Jesus Christ had spoken certain truths which were highly objectionable to the Pharisees. Some of His loving disciples were in great fright, and they came to Him and said, “Knowest Thou not that the Pharisees are offended?” Now our Saviour, instead of making any apology for having offended the Pharisees, took it as a matter of course, and replied in a sentence which is well worthy to be called a proverb,—“Every plant, which my heavenly Father hath not planted, shall be rooted up.”
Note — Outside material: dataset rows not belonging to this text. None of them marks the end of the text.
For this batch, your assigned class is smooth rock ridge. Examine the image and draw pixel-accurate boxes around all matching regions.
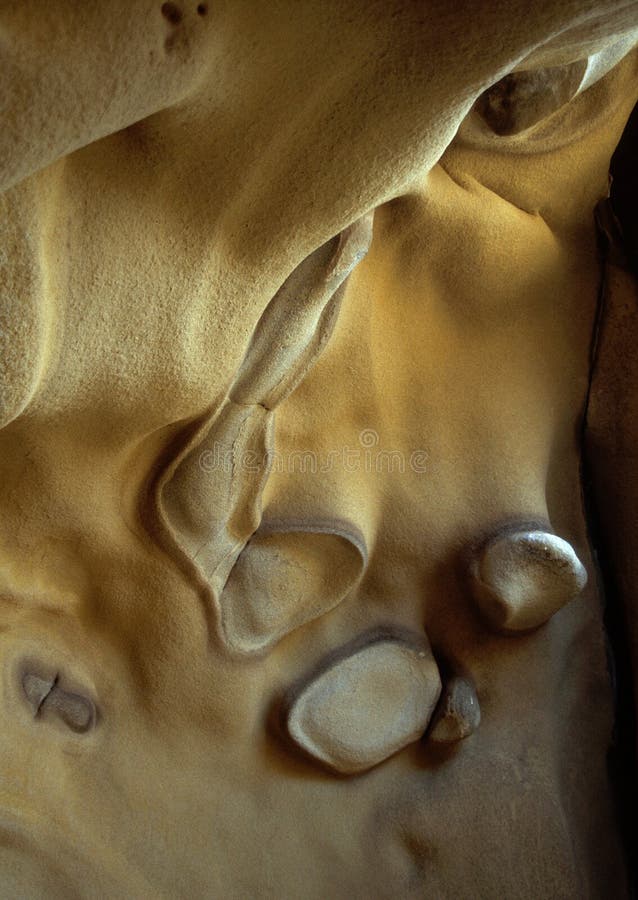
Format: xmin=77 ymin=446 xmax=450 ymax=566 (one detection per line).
xmin=471 ymin=531 xmax=587 ymax=632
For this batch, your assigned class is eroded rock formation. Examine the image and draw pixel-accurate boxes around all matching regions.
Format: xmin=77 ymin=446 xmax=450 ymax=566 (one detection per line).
xmin=0 ymin=0 xmax=638 ymax=900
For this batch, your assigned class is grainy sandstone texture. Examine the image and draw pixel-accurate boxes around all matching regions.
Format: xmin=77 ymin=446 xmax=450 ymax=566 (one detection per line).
xmin=0 ymin=0 xmax=638 ymax=900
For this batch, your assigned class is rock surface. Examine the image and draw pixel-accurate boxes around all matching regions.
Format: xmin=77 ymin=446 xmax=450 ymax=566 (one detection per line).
xmin=472 ymin=531 xmax=587 ymax=631
xmin=286 ymin=640 xmax=441 ymax=775
xmin=428 ymin=675 xmax=481 ymax=744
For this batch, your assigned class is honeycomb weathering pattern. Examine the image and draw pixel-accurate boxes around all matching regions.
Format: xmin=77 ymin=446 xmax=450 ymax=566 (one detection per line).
xmin=0 ymin=0 xmax=638 ymax=900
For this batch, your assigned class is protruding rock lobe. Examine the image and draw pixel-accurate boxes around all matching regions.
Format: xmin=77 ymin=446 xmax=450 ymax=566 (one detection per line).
xmin=286 ymin=635 xmax=441 ymax=775
xmin=471 ymin=531 xmax=587 ymax=631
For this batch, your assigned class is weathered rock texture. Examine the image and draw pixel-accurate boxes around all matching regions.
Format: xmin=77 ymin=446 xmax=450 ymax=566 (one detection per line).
xmin=0 ymin=0 xmax=638 ymax=900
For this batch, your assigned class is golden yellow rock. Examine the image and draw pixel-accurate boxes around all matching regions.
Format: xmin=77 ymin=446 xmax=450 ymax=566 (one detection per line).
xmin=286 ymin=635 xmax=441 ymax=775
xmin=472 ymin=531 xmax=587 ymax=631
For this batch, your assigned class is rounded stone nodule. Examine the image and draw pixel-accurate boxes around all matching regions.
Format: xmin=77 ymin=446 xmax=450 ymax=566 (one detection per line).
xmin=470 ymin=530 xmax=587 ymax=632
xmin=428 ymin=675 xmax=481 ymax=744
xmin=285 ymin=635 xmax=441 ymax=775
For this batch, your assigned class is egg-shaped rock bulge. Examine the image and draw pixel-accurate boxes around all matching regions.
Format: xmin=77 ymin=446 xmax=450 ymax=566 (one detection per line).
xmin=470 ymin=531 xmax=587 ymax=632
xmin=286 ymin=635 xmax=441 ymax=775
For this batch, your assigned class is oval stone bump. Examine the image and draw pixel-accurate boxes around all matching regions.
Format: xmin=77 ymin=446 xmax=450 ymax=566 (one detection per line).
xmin=428 ymin=675 xmax=481 ymax=744
xmin=286 ymin=638 xmax=441 ymax=775
xmin=471 ymin=531 xmax=587 ymax=632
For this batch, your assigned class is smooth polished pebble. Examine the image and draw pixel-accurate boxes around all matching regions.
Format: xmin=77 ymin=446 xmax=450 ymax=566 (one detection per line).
xmin=471 ymin=531 xmax=587 ymax=632
xmin=286 ymin=635 xmax=441 ymax=775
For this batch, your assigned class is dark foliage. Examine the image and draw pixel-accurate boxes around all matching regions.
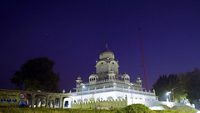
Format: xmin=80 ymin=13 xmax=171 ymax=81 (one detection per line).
xmin=11 ymin=57 xmax=59 ymax=91
xmin=153 ymin=69 xmax=200 ymax=102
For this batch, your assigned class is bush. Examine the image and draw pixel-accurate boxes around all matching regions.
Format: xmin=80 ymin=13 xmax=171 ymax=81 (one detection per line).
xmin=116 ymin=104 xmax=155 ymax=113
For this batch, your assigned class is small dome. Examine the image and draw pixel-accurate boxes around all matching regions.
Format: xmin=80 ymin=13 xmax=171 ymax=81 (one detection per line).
xmin=99 ymin=49 xmax=115 ymax=59
xmin=77 ymin=76 xmax=81 ymax=80
xmin=89 ymin=74 xmax=98 ymax=79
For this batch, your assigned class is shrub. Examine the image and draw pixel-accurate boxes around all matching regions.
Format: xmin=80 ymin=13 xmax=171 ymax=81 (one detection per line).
xmin=116 ymin=104 xmax=155 ymax=113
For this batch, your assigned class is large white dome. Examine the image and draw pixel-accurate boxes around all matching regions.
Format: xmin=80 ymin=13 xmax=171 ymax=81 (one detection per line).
xmin=99 ymin=49 xmax=115 ymax=59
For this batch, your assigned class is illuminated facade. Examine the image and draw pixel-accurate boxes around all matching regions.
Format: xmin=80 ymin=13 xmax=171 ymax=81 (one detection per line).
xmin=63 ymin=49 xmax=158 ymax=108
Now we have oftentimes, as Matthew Henry very tritely remarks, a number of good and affectionate but very weak hearers. They are always afraid that we shall offend other hearers. Hence, if the truth be spoken in a plain and pointed manner, and seems to come close home to the conscience, they think that surely it ought not to have been spoken, because So-and-so, and So-and-so, and So-and-so took offence at it.

If we never offended, it would be proof positive that we did not preach the Gospel. They who can please man will find it quite another thing to have pleased God. Do you suppose that men will love those who faithfully rebuke them? If you make the sinner's heart to groan, and waken his conscience, do you think he will pay you court and thank you for it? Nay, not so; in fact, this ought to be one aim of our ministry, not to offend, but to test men and make them offended with themselves, so that their hearts may be exposed to their own inspection.

Their being offended will discover of what sort they are. A ministry that never uproots will never water; a ministry that does not pull down will never build up. He who knoweth not how to pluck up the plants which God hath not planted, scarcely understandeth how to be a worker of God in His vineyard.

Our ministry ought always to be a killing as well as a healing one,—a ministry which kills all false hopes, blights all wrong confidences, and weeds out all foolish trusts, while at the same time it trains up the feeblest shoot of real hope, and tenders comfort and encouragement even to the weakest of the sincere followers of Christ.